FUJIFILM X-T5, Macro Apo-Ultron 35mm f2

FUJIFILMのXシリーズが誕生した当初、いわゆるペンタ部的な出っ張りのないレンジファインダースタイルのX100シリーズやX-Proシリーズ、X-Eシリーズが先行したんで、フジのクラシックなカメラ=四角いカメラをイメージしてる人も多いと思う。

でも、フジのカメラの「クラシックな写真機」というイメージを決定的にしたのは、このX-Tシリーズの投入かもしれない。

フィルム時代の一眼レフ機を思わせるその形は、誰の目から見ても「写真機らしさ」を感じさせるんじゃないだろうか。日本のフィルムカメラはレンジファインダー機より一眼レフ機が一般的だったからね。

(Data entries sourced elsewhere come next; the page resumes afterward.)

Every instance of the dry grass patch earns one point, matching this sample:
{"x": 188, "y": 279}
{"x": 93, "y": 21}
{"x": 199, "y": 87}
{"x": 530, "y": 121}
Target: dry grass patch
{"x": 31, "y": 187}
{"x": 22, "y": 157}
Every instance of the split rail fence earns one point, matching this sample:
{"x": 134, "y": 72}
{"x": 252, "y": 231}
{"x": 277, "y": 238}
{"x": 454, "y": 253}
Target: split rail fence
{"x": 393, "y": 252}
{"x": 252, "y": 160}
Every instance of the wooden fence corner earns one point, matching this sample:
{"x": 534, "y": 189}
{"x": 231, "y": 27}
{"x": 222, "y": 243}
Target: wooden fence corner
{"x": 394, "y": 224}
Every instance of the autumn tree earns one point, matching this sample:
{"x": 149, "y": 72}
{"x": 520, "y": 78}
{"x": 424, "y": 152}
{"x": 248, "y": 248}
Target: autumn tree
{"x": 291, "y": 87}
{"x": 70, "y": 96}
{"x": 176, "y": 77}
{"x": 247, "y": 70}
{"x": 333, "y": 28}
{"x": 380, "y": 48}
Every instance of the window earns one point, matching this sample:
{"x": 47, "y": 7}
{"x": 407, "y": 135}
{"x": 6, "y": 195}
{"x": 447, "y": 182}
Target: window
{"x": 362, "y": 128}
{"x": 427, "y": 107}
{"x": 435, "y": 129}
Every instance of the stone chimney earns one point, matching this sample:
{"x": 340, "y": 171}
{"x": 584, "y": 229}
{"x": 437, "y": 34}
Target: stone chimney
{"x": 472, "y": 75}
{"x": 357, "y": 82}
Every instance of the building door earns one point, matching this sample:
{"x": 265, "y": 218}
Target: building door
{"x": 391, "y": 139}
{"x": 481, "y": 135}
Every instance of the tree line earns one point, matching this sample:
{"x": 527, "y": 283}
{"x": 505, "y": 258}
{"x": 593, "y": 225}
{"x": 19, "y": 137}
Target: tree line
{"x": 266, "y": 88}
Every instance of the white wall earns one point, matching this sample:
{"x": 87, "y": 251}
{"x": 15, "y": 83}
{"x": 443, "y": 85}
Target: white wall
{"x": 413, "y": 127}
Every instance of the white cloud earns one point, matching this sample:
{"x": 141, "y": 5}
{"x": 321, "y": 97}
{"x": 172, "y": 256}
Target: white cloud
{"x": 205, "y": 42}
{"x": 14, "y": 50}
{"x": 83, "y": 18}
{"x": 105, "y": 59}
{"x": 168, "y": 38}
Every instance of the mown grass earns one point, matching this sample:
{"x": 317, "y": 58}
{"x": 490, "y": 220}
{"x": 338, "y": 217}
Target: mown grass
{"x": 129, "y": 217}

FUJIFILM X-T5, Voigtlander Nokton 50mm f1.2
FUJIFILM X-T5, XF 23mm f1.4 R
FUJIFILM X-T5, XF 18mm f2 R

加えて、僕の現在の愛機であるX-T5はシルバーボディなんで、鈍く光るダイヤル類のデザインも相まって、それこそフィルム時代の写真機のような佇まいで、とても気に入っている。

デジカメは割とブラックボディのカメラがスタンダードだけど、FUJIFILMのカメラは大抵シルバーボディも選べるラインナップになっていて、ライフスタイルに合わせてちょっとこだわりたい人にもうれしい構成だ。

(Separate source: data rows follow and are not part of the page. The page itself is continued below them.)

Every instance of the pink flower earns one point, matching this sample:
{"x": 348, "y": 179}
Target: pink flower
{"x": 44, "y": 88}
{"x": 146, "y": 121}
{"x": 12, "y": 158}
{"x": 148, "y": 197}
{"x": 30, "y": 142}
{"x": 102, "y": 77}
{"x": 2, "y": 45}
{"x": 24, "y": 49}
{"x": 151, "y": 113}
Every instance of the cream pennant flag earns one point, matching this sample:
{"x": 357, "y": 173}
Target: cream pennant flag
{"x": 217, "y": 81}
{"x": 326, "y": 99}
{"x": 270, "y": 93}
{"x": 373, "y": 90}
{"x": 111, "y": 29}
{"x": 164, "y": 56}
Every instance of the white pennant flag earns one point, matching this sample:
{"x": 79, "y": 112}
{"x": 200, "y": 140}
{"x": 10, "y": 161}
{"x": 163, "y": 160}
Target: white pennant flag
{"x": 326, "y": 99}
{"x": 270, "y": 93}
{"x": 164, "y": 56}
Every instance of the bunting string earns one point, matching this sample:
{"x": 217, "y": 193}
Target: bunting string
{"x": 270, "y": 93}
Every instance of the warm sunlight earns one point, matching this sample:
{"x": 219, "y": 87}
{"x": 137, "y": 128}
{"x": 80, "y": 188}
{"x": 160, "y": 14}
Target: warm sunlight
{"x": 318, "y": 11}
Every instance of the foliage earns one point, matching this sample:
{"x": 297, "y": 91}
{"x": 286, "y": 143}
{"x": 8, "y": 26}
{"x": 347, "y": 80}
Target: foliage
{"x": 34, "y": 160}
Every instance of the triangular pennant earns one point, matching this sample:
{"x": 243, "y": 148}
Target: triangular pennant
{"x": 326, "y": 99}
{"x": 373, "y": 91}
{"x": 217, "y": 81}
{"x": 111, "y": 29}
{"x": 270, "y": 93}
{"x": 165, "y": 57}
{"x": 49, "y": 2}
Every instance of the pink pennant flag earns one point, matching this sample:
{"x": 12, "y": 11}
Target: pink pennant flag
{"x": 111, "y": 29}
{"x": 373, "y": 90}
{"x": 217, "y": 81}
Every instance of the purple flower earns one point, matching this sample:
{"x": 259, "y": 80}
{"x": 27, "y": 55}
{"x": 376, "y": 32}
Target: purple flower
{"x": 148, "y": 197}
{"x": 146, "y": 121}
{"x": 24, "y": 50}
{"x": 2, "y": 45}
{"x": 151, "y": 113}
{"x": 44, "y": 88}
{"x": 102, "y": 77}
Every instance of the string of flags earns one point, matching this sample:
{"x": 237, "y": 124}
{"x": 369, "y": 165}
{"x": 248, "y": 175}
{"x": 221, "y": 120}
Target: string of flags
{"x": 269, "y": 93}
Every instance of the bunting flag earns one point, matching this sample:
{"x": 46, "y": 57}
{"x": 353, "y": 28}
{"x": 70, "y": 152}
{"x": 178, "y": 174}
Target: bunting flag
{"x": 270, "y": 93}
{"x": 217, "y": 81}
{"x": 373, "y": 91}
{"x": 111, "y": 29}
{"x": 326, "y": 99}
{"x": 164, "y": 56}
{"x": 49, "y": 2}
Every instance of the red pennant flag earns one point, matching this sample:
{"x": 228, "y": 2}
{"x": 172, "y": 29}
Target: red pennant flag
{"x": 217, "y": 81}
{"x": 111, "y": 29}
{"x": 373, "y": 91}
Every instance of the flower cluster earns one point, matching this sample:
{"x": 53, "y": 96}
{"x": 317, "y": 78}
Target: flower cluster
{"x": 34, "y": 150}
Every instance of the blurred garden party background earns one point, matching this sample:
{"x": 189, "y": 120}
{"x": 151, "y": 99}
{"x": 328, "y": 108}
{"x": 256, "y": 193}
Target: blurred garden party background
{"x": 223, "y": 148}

見た目はクラシックでも、中身はFUJIFILM Xシリーズのフラッグシップ機のひとつと言っていい「全部入り」のモデル。そのグレード感は、実機を手にすると伝わってくる。適度な大きさや重さ、グリップの吸いつき、静音シャッターなど、いかにも「いいモノ」感がある。

FUJIFILM X-T1とX-T5
FUJIFILM X-T1
FUJIFILM X-T2, XF 35mm f1.4 R

こういうカメラが一台あると、それこそ装着するレンズによってカジュアルにスナップ機としても使えるし、望遠レンズをつければ本格撮影にも使える。そういう意味では、四角いX-ProシリーズやX-Eシリーズよりも万能に使いこなせる一台でもある。

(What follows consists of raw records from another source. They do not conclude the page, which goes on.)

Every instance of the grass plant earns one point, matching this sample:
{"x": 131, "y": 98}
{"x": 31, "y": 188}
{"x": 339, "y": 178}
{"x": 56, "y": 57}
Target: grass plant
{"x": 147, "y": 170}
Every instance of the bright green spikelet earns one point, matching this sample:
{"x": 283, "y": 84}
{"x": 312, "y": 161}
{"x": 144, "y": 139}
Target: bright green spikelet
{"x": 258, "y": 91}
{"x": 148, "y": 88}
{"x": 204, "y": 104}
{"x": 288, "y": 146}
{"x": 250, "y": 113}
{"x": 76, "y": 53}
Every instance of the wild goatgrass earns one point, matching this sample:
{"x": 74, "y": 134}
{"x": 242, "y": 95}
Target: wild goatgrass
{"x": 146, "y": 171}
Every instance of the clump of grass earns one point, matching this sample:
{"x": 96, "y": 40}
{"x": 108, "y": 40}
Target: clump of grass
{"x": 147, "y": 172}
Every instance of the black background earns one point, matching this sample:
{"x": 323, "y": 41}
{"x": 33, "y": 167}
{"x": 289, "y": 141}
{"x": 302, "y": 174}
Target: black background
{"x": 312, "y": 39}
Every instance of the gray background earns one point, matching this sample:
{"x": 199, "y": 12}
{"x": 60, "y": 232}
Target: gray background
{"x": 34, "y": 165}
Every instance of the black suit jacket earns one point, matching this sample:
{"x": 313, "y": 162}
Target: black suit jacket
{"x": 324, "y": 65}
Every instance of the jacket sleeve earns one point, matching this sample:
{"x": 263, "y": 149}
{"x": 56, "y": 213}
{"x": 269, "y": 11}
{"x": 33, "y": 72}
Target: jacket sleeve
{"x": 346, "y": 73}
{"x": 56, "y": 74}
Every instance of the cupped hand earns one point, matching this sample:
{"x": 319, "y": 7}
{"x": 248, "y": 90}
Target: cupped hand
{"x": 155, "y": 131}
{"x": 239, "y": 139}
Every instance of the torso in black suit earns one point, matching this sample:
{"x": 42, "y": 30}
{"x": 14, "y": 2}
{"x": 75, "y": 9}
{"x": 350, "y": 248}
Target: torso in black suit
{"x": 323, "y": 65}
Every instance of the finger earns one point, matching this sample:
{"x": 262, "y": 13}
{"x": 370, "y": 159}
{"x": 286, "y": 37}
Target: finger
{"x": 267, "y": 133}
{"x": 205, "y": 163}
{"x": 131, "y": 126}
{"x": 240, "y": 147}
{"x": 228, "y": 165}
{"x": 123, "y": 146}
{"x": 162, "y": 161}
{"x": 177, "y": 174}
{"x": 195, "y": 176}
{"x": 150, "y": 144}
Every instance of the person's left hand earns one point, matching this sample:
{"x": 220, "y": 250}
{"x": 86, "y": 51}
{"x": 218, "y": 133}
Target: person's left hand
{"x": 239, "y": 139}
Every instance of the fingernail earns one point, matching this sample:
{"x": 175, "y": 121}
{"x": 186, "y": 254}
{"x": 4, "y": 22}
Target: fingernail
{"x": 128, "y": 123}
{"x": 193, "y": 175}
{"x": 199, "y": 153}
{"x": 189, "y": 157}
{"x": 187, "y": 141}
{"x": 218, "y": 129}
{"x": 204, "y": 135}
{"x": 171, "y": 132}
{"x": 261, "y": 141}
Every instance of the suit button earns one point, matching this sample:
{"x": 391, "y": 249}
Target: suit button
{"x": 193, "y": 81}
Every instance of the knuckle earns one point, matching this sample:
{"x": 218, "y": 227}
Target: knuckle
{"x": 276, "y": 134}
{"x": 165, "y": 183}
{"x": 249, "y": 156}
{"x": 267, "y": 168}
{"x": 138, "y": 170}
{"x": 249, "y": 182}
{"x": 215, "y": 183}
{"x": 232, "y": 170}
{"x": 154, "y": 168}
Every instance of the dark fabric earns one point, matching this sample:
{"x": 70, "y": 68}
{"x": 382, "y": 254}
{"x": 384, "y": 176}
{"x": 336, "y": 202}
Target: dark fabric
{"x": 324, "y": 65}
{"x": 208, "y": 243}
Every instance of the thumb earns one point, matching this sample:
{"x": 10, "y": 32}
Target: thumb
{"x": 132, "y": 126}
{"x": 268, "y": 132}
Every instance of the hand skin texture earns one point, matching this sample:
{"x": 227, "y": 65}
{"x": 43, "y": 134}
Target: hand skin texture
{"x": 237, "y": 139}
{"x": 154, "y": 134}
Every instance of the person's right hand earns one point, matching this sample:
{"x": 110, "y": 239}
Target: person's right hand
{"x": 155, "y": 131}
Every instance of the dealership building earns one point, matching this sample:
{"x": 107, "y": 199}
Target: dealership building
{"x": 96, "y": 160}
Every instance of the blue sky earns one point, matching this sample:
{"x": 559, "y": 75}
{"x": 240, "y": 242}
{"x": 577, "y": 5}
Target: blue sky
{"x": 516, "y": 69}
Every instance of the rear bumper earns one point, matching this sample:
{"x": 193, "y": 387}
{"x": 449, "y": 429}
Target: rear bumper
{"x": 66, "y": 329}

あと、富士フイルムの開発者の人たちが過去のインタビューで「10年は普通に使える品質をX-Tシリーズはテーマにしている」とも語っていて、その飽きのこないクラシックなデザインと共に長く使える印象も強い。実際、僕は初代X-T1も現役機として使っている。

そろそろ次期後継機が出るのではとも噂されているけど、X-Tシリーズならどの世代のボディでも写真機としてならなんら問題なく使える出来栄えなんで、そこは予算見合いで選んでOK。そういう意味では、個別の製品がというより、この「X-Tというシリーズが名機」と言えるかもしれない。